Although temporal partitioning seems like a pleasant way to sidestep the paradox, philosophers argue that most self-deceptions are not of this type. More frequently, self-deception appears simultaneously (like reading a text from someone saying they are not interested while still entirely choosing to believe that they want to date you because of their use of exclamation marks or emojis). Or, crying yourself to sleep every night and still choosing to believe that you have the life you want.
Have you ever experienced something like this?
Another way the intentionalists make sense of the paradox is by dividing the Self into psychological parts that play the role of the deceiver and the deceived. Where the aspect of the "deceiver" has autonomy (kinda?) capable of belief, desire, and intention.
This way of viewing self-deception is prompted by the acceptance that we can and do hold two beliefs. For example, one can believe that they are secretly having an affair and that cheating is immoral without believing that having sex with someone other than their partner is immoral.
So Chad's–yes, let's call this person Chad–recognition that his actions (involvement in the affair) implicate him in something immoral motivates him to self-deceive and believe that he wasn’t that involved. Cheating is wrong but what he is doing is not really wrong because he didn’t initiate, his gf hasn’t wanted to have sex, etc… The 'cheater' can't admit that their lack of involvement is a false belief (that they, in fact, have a lot of agency and involvement in their affair) because they would have to admit they were immoral. They don’t want to make the connection between their action and immorality despite being able to acknowledge both realities. This is the work of some robust unconscious gymnastics.

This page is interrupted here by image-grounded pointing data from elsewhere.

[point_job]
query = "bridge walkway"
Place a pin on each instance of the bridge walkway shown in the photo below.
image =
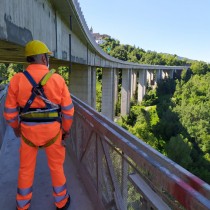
(42, 189)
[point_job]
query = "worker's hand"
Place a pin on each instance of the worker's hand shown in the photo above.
(17, 131)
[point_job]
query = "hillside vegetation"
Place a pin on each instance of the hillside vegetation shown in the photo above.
(173, 118)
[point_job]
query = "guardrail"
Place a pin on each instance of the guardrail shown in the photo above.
(122, 172)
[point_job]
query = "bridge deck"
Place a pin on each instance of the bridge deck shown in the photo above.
(42, 190)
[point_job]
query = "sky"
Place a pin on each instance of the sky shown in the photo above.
(180, 27)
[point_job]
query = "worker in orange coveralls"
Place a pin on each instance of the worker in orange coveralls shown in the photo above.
(39, 108)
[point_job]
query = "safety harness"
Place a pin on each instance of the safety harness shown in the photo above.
(50, 113)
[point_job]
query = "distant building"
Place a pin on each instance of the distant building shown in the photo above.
(99, 38)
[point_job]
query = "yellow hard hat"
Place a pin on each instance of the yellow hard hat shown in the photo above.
(36, 47)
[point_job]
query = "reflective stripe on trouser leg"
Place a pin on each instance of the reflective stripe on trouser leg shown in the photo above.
(26, 175)
(55, 157)
(60, 194)
(23, 198)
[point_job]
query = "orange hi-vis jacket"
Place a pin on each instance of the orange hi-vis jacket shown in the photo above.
(55, 90)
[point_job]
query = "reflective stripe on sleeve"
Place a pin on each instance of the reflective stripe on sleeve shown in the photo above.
(22, 203)
(69, 107)
(59, 189)
(68, 117)
(60, 198)
(13, 119)
(10, 110)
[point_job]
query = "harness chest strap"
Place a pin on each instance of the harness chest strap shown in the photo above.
(31, 144)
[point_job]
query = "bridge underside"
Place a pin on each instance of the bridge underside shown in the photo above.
(14, 53)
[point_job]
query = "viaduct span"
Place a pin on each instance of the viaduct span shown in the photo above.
(118, 170)
(61, 25)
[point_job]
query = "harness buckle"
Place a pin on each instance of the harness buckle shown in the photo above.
(37, 90)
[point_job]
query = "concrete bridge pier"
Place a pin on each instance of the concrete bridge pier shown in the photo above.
(82, 83)
(142, 81)
(108, 87)
(116, 82)
(125, 91)
(133, 82)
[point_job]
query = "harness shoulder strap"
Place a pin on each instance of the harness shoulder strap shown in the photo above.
(42, 82)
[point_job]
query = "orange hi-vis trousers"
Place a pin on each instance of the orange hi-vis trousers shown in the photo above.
(55, 157)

The psychological partitioning framework doesn't ask to minimize the self-deceiver's active, calculated, and deliberate role. It doesn't phrase the lie or behavior as an accident or mistake. It just separates the mind into parts so that we can still, quite frankly, stomach liking ourselves.
As I am writing this, I can’t help but try to identify where my self-deception stems from. Next time you think to yourself: “How could I have possibly believed that!?” Or “Why is this person refusing to see the truth, HOW do they not see it!?” remember this newsletter.
Are we interested in learning about the Revisionist Approaches to self-deception? Or is this too much truth for one week?!